I found you through our 50th high school reunion website. I could not locate an email address for you so I had to guess that you and my high school teacher are one and the same. I have no idea if you even remember me, Dick Erdmann. I was a student or yours for both physics and geometry.
Today I own with a partner a small company that trains educators in K-12. Few days pass when I do not think of you as a teacher and for the past twenty years I doubt that I have had a client who has not heard at least one or two stories about you as a teacher. I have always wanted to say thank you but never knew where you went.
There are many similar aspects of my life since high school that I attribute to you. The first example is taking a philosophy course in college because of learning about Descartes and Spinoza in your geometry class. As I remember it, we finished the textbook early and you asked us to pick either Spinoza or Descartes and write a paper on their use of logic. I picked Spinoza. I have four books about Spinoza on my bookshelf and purchased one recently for a very long plane trip. I even have a couple on Descartes. If I broaden the topic to logic, I have probably three feet of books and even have graphic book on logic.

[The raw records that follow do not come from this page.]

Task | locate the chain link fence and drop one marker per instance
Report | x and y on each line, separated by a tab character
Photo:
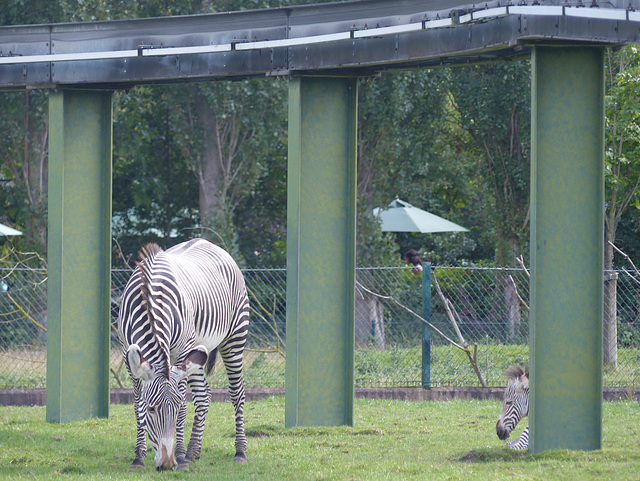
490	307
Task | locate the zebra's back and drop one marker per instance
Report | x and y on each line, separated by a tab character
203	284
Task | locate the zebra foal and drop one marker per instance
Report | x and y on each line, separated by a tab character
515	406
179	307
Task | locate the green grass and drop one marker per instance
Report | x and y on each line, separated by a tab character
390	440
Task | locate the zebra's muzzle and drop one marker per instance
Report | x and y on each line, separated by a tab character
502	432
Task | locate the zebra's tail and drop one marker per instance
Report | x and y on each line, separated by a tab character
211	362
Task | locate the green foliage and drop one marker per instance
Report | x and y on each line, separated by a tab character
622	138
493	107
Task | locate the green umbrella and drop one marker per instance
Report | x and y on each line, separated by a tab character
401	216
6	230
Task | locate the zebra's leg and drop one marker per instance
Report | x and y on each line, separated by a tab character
141	437
180	452
231	353
201	396
522	442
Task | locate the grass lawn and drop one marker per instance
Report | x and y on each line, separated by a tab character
390	440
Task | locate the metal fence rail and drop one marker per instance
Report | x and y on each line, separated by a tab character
490	305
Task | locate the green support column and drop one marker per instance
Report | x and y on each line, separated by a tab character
426	329
567	202
321	219
79	255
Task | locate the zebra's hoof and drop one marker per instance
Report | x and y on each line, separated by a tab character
240	458
137	464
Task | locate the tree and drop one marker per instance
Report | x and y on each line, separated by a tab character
493	103
622	169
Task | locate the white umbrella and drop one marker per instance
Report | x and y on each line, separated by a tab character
401	216
6	230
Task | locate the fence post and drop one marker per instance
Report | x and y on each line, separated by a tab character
426	329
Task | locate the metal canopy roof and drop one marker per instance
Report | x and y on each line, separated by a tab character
350	38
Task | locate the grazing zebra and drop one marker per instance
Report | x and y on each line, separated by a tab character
178	306
515	406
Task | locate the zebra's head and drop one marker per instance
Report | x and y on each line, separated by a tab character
163	395
516	401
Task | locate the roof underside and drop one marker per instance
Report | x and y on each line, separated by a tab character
350	38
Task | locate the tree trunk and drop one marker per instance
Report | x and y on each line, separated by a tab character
210	173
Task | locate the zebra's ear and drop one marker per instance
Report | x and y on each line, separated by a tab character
196	358
140	367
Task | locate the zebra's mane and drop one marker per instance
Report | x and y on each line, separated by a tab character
516	372
145	269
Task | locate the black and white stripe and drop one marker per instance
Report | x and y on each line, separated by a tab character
515	406
179	306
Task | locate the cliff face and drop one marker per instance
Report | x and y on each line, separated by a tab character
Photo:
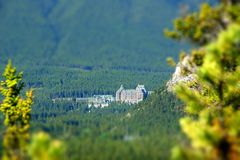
184	73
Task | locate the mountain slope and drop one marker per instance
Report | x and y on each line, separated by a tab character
81	32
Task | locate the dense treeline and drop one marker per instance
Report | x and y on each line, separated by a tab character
119	131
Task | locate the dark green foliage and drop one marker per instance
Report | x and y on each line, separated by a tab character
147	130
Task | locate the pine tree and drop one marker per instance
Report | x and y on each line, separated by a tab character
16	111
213	120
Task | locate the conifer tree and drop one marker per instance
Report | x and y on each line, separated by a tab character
213	120
16	111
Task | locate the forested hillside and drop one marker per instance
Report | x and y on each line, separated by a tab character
80	48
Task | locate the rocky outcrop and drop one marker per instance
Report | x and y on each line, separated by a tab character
184	73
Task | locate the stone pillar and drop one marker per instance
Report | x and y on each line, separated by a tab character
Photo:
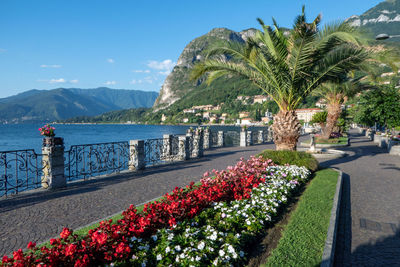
167	144
220	139
136	155
200	134
195	153
184	153
249	139
243	138
261	137
53	163
206	139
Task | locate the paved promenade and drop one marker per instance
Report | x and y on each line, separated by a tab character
42	215
369	229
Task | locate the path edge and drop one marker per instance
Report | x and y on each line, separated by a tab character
328	255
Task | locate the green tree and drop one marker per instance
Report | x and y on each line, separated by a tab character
287	66
336	94
380	106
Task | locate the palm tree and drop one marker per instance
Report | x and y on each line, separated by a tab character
287	66
336	94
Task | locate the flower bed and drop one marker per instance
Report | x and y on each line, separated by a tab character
191	226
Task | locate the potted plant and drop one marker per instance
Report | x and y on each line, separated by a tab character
49	134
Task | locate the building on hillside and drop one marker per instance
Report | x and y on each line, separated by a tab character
190	110
244	114
321	103
260	99
213	119
306	114
206	115
246	121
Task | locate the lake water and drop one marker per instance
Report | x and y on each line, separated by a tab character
26	136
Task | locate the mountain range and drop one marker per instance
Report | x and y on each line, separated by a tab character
382	18
62	103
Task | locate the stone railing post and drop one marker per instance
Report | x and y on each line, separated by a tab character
196	145
249	139
261	137
200	133
53	163
136	155
243	138
167	144
184	152
270	137
220	139
206	139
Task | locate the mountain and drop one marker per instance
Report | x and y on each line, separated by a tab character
58	104
382	18
177	83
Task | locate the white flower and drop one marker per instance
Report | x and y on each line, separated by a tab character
201	245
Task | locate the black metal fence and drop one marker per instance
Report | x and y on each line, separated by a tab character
161	150
20	170
231	138
84	161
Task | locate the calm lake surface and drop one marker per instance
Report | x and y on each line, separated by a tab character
26	136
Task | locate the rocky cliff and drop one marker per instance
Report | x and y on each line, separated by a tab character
177	84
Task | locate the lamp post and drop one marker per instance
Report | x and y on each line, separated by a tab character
384	36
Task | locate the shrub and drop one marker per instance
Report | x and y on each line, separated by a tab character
291	157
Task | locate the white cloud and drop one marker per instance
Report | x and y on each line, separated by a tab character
136	81
141	71
164	72
166	65
55	66
61	80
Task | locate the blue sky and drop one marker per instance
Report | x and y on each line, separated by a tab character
46	44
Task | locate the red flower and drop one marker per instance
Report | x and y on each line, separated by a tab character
65	233
70	250
31	245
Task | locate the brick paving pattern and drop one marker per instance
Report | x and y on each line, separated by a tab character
369	228
41	215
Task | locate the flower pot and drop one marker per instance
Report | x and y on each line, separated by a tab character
53	141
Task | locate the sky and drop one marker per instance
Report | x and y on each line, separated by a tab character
126	44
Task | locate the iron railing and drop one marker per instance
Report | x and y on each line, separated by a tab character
84	161
20	170
160	150
214	139
231	138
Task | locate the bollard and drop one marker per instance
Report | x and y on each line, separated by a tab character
136	155
53	163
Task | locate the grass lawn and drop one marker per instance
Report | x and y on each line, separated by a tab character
303	238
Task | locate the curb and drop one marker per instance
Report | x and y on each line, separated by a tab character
328	255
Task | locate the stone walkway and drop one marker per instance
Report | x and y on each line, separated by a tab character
369	229
42	215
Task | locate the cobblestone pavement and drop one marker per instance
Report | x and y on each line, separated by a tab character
42	215
369	228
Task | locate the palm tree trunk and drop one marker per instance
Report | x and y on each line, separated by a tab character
334	111
286	128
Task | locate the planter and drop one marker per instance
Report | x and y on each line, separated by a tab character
53	141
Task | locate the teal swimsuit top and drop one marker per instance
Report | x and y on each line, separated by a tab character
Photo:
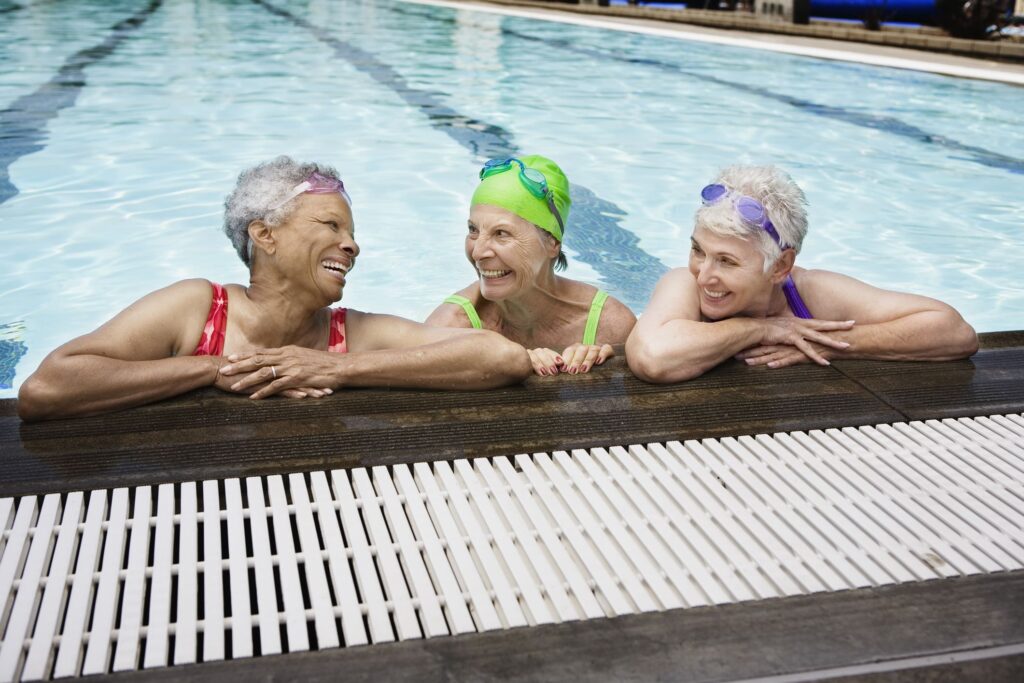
589	334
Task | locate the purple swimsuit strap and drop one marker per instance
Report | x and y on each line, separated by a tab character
797	304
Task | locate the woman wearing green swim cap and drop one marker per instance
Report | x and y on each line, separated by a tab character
518	215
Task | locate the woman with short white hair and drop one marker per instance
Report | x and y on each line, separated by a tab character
741	295
292	225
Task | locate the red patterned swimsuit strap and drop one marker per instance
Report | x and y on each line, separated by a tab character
212	341
337	343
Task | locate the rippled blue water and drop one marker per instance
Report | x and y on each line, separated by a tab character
123	124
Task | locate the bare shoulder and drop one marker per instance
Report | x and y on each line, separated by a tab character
374	332
163	323
833	295
453	314
616	322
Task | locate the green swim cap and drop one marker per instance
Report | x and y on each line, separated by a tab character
507	191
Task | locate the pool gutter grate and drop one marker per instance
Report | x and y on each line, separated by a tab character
111	581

There is another shelf dedicated to physics and two of my favorite books are a biography of Oppenheimer, American Prometheus, by Bird and Sherwin, and the Second Creation by Crease and Mann. I use stories from both books when I work with teachers.
The best example and most direct I can give of your teaching, however, is a question from your final physics exam. My memory is that it was for extra credit, something I needed since I missed six weeks of my second semester in my senior year. It was whether or not a sail ship could be propelled through space by the sun’s light. The significance of the question for me relates to the name of the company I started in the 90s to see my way into retirement – Syfr.
Sifr is the Arabic word for zero and since no one would be likely to know that, so I invented the spelling. When I named the company, I wanted a story of intellectual transformation with many splinter stories and the adoption of the Hindu-Arabic numbering system proved a good candidate. So, I picked the number zero for the name because it gave me many, many splinter stories about how difficult change is. Your exam question relates to one – the concept of a void or vacuum and light.
All of this is to say you were a wonderful teacher and I have never forgotten your two classes. They continue to play a role in the reading I enjoy, the work I do, and make me appear far more knowledgeable than I am, particularly now that my memory is a bit selective and inventive.
Thanks for creating many interests and stories in my life.